Managerial skill is to try, as far as possible to balance these two goals. The easy solution is to increase duty imposed on imports. This leads to price escalation. Populist measures have then to selectively grant subsidies or doles to keep the low income groups happy, thus leading to sizable increases in welfare costs. This is dangerous and further widens the gap between State income and expenditure. The Welfare State, it has been stated, can be the immediate prelude to the Farewell state!

In considering the local predicament, the need is for steps designed to alleviate immediate needs of our people. External issues concerning international trade, State debts, balance of payments and other high level verbiage, is beyond the ken of non-specialists and is sensed by the majority only when scarcities and price increases begin to bite.

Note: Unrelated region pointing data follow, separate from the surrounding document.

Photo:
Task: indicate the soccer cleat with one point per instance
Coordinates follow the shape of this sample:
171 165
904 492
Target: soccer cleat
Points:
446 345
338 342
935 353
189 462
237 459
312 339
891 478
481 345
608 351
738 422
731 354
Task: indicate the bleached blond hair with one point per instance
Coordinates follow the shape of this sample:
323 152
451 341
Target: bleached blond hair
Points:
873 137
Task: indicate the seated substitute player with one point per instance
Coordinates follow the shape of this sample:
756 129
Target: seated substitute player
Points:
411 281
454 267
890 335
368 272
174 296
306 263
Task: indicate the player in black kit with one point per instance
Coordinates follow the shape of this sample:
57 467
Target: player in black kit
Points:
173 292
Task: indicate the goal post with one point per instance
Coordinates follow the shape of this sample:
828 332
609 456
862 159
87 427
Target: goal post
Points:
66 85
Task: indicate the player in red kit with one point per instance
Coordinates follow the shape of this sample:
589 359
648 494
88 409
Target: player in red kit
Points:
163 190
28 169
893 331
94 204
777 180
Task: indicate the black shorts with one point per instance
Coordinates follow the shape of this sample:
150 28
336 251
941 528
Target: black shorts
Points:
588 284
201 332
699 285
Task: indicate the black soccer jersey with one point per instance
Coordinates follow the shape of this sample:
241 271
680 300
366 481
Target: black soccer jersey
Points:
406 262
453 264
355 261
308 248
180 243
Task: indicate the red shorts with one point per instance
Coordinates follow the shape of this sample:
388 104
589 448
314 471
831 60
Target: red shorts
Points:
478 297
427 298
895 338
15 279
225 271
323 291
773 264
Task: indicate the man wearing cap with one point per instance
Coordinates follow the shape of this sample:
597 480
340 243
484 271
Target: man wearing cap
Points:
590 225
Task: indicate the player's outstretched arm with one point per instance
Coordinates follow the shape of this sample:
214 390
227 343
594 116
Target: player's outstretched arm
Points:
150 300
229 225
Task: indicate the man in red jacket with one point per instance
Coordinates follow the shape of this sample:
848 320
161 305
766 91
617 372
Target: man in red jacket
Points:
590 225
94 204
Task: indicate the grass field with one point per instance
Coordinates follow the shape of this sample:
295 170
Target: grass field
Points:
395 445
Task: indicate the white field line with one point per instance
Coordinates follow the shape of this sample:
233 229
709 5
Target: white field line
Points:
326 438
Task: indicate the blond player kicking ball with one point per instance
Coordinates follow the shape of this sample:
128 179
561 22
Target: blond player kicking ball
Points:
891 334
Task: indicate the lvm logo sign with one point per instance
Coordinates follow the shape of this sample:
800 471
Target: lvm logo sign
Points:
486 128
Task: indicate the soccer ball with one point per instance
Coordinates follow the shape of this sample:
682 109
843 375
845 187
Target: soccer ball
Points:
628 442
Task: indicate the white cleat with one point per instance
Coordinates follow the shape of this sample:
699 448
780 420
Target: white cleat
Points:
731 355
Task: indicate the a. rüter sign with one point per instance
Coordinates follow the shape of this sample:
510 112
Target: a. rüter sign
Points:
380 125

Consequently, the Government has to seek new sources of income. I see at least six major opportunities:-

(i) Re-examine the VAT imposition to ensure that all collections are correctly reported and settled. This is hardly possible in a country where only some 200,000 income tax files exist, which relate to annual incomes (and Tax Returns), but many are still in severe default. Can such an inefficient system cope with monitoring of perhaps many million transactions per day? This has to be reformed to ensure that all VAT collections are properly managed. This is very unlikely. It is possible that VAT serves only to fleece the public and to aid fraudsters. I seized an opportunity to express this to a Deputy Minister of Finance at that time. He did not visibly shrug, but nothing has probably happened!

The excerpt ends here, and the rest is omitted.